Just wondering: does this take into account the news groups that have mail-to-NNTP gateways set up? In other words, are you testing the usage of NNTP in Thunderbird, or just looking at how often "Thunderbird" would show up in the agent header, which might include the mail functionality of Thunderbird.

Joshua Cranmer said...

jmdesp: I only included the Big 8 newsgroups in the stats mostly because it's what I can access the most easily. Collecting private server stats is certainly worth doing, but it is a bit more than I wanted for a weekend project.

Also, part of my rationale for writing this post was to provide reasons for not removing NNTP support from TB. In any case, such a decision will not be made until it is feasible to implement NNTP in an extension (or so I'm told).

bwinton: Well, I realized after doing the runs that I chose probably the lowest traffic month to log the data (Europe goes on holiday for much of August), and I'm choosing a rather small subset of Usenet, so the values I produce are more of a loose lower bound.
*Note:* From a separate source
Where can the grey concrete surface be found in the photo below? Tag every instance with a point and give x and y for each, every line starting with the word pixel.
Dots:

For a graphical comparison, in this treemap of Usenet (a bit dated), I've essentially logged only the leftmost column after alt, so I'm only looking at a tiny fraction of what really exists.

Dan: One thing discussed over IRC is that this script should be run on a monthly basis so we could get more datapoints. Certainly, trying to measure more modern social media would be useful, but they are nowhere near as centralized as Usenet (that sounds like an oxymoron...). I have in mind a very rich set of data to collect for NNTP. :-)
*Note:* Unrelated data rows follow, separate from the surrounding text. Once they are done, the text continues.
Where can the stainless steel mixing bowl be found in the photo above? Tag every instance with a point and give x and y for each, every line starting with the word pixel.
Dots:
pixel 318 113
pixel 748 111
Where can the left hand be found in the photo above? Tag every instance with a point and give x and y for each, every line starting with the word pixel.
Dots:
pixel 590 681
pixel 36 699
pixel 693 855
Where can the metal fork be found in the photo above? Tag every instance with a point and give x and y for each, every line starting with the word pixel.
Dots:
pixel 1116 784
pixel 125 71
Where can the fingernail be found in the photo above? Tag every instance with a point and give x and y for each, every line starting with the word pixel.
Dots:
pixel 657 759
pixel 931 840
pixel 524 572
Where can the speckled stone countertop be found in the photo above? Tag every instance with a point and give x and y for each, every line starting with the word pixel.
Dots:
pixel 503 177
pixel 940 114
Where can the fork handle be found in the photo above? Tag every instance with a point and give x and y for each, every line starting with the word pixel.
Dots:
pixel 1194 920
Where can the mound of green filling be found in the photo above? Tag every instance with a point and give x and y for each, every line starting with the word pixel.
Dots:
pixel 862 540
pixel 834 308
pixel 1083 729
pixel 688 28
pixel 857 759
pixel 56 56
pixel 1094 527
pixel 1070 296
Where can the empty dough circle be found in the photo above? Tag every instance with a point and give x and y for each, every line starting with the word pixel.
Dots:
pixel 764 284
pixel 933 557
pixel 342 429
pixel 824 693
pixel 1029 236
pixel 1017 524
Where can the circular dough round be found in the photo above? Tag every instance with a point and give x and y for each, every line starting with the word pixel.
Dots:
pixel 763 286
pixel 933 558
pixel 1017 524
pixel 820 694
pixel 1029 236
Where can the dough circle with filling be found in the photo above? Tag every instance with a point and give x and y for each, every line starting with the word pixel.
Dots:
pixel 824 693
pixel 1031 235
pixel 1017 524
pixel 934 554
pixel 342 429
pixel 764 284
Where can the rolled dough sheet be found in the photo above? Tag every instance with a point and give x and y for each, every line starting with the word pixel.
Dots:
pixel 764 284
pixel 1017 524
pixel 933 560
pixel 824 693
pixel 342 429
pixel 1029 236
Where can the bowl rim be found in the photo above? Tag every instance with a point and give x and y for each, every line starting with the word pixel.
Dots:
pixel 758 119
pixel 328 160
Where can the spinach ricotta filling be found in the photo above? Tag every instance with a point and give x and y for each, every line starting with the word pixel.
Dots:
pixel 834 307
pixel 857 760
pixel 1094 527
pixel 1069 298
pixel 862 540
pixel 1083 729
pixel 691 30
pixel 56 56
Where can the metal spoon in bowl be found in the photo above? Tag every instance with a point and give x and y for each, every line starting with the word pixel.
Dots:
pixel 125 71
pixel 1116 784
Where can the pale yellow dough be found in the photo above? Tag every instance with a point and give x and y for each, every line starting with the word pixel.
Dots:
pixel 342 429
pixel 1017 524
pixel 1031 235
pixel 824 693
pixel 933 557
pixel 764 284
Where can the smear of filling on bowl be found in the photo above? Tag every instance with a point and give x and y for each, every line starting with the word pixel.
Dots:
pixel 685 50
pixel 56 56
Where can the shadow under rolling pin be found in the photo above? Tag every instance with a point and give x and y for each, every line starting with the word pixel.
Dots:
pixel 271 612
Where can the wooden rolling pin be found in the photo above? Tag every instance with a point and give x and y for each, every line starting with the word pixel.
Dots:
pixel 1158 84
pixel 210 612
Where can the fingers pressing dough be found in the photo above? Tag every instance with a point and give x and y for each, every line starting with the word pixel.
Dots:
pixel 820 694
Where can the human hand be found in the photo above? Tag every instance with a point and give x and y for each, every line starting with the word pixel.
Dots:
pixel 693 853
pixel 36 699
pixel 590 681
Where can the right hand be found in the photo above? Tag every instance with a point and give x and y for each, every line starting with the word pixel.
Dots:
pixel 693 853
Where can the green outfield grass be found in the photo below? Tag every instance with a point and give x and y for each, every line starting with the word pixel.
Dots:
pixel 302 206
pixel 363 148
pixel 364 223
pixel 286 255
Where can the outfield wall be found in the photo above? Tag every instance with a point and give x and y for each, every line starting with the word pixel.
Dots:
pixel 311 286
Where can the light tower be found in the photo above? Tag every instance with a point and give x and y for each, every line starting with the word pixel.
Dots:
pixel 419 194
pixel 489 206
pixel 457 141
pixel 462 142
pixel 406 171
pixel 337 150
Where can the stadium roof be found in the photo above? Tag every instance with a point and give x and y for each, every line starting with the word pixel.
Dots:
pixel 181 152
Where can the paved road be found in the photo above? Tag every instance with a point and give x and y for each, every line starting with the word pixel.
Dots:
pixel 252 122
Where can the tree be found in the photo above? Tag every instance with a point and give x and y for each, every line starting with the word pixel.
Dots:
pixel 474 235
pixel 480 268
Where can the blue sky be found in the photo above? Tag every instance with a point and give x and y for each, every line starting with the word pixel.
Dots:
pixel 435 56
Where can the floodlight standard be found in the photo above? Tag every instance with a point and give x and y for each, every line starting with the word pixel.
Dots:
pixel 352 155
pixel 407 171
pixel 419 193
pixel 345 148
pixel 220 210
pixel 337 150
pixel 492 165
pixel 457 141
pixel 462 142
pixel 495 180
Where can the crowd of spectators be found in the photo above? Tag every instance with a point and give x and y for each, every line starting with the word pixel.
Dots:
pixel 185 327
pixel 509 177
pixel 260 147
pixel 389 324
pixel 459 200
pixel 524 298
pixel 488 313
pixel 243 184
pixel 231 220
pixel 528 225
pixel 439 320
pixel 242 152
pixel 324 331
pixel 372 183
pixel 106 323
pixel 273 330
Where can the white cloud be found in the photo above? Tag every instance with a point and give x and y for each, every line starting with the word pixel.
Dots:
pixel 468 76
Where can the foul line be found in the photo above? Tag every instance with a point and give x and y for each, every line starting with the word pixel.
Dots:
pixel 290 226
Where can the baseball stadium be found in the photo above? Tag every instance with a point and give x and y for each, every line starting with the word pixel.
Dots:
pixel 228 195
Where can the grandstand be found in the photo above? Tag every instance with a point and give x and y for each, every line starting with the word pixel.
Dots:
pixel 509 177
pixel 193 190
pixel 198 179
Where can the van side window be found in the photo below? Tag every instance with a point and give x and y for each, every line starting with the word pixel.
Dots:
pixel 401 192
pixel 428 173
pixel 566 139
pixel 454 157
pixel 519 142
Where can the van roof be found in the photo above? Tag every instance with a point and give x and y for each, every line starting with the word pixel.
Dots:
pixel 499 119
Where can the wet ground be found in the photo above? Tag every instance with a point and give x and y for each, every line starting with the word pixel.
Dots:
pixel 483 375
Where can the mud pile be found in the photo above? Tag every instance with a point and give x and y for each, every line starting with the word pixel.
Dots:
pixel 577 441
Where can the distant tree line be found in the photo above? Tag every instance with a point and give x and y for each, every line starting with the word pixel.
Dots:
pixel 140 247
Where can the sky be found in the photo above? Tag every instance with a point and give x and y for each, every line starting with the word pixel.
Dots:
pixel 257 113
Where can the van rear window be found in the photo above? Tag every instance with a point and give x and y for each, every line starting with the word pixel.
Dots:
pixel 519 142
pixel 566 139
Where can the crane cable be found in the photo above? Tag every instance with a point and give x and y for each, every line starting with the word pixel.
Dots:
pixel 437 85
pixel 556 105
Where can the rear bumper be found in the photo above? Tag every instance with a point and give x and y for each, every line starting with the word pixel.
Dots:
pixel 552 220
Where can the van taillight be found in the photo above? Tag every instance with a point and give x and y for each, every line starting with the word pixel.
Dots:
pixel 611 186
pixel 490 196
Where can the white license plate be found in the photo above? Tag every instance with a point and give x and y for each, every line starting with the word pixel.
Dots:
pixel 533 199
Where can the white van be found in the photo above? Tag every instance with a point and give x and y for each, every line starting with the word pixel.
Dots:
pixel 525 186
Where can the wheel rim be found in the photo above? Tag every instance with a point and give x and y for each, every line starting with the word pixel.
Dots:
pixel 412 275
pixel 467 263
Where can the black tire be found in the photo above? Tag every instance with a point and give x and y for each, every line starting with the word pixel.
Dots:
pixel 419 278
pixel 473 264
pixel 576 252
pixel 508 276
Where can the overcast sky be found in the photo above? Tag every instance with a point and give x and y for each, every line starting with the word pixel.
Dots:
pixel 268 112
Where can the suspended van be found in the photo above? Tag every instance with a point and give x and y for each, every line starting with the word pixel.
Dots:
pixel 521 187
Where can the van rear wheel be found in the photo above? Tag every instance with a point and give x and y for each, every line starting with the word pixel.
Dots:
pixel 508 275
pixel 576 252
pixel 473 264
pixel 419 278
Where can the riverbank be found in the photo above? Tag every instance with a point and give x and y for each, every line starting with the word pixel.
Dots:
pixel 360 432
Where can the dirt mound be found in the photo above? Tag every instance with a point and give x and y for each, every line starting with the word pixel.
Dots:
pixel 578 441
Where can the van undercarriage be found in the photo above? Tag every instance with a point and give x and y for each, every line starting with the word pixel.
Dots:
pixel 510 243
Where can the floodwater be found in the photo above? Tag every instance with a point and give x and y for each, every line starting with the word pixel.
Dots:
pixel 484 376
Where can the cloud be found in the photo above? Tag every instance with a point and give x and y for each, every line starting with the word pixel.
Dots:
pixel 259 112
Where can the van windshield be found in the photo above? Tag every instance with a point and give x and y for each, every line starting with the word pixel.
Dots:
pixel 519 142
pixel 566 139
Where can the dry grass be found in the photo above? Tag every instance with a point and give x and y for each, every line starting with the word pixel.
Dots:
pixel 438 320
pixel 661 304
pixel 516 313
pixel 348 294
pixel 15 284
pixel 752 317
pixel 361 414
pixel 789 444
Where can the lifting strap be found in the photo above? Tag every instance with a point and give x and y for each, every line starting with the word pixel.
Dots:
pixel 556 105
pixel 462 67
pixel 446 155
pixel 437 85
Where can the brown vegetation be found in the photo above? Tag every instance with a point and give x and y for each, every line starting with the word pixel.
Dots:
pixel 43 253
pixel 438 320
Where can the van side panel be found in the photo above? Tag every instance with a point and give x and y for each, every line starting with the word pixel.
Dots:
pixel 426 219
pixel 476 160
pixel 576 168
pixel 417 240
Pedahzur: I've only collected data for the Big 8 newsgroups, which, to my knowledge, are not distributed as mailing lists anywhere. However, there are significant cases of Web Interfaces to Usenet (another I didn't mention was MATLAB's support forum user agent). If I do start logging private newsservers, I will have to find ways to identify mailing lists versus newsgroup postings.

Pedahzur said...

Hmm...you might want to check things. Unless I'm misunderstanding (which is VERY possible), you collected data from, for example, comp.*.

Per http://www.python.org/community/lists/ compl.lang.python is also accessible as a mailing list. So, a UA of Thunderbird in comp.lang.python could be an NNTP post or a mailing list post.

comp.lang.perl.moderated is also available as a mailing list: http://lists.perl.org/list/comp.lang.perl.moderated.html Although it's less clear if you can post via e-mail.

Joshua Cranmer said...

Pedahzur: There are fewer TB messages in comp.lang.python than the set of messages that are labeled as "Mnenhy" (and which I cannot distribute between TB and SM reliably). All in all, the effects of mailing list availability are probably smaller than the inherent noise in the dataset.

Mardus said...

At least in SeaMonkey 1.x (and maybe even Mozilla Application Suite, if anyone still has to use it), Mnenhy is the only way to disable and remove extensions.

SeaMonkey 2.x already has its own Add-ons manager styled after Mozilla Firefox.